Ostersonntag 1945: ein warmer, sonniger Tag, kein Schießen, keine Bomber der Amerikaner in nördlicher Richtung - ich liege in der Sonne und genieße die Ruhe. Ist das der Friede? Allmählich wird die Lage auch hier brenzlig. Drum: ab nach Hause. Aber wohin? Die Russen stehen knapp vor Wien. Auf jeden Fall einmal hier weg und nach Spanheim in die dortige NAPOLA: Ein Großteil des Stiftes St. Paul im Lavanttal war in eine NAPOLA umgemodelt worden. Aber wie dorthin kommen? Ein LKW mit Anhänger wurde irgendwie aufgetrieben und erwartet uns unten an der Straße. Unterwegs plötzlich Alarm: "Tiefflieger". Der LKW fährt in den Straßengraben unter die dort stehenden Bäume. Wir liegen hinter dem LKW. Kein direkter Angriff - darum wieder weiter. Der Fahrer meldet einen Achsbruch.

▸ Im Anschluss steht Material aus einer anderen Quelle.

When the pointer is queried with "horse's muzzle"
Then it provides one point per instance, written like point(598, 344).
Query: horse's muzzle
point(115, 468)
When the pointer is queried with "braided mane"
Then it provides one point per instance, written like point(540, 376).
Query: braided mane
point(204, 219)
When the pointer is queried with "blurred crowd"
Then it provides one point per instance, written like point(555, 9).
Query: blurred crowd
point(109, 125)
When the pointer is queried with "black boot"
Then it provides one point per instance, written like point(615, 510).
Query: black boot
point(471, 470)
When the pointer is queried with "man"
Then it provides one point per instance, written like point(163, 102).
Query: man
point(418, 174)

Nichts geht, bzw. fährt mehr.

Über freies Feld marschieren wir 2 Stunden lang auf einem Güterweg zur nächsten Bahnstation. Ein Personenzug nach Unterdrauburg wollt ihr? So etwas fährt hier nicht mehr. Doch gegen Abend kommt ein streng bewachter Militärzug mit Panzern, LKW und Soldaten. Wir dürfen mitfahren. An Schlaf ist nicht zu denken. Neben der Strecke brennen an vielen Stellen Feuer. Partisanen stehen dort, getrauen sich aber nicht zu schießen wegen der zu erwartenden heftigen Antwort. Frühmorgens Ankunft in Unterdrauburg. Die NSV labt uns mit Erbsensuppe und Roggenbrot. Noch eine Stunde marschieren wir hundemüde zur nächsten Bahnstation im Lavanttal. Vor Mittag sind wir endlich da. Müde, schlafen, schlafen . . .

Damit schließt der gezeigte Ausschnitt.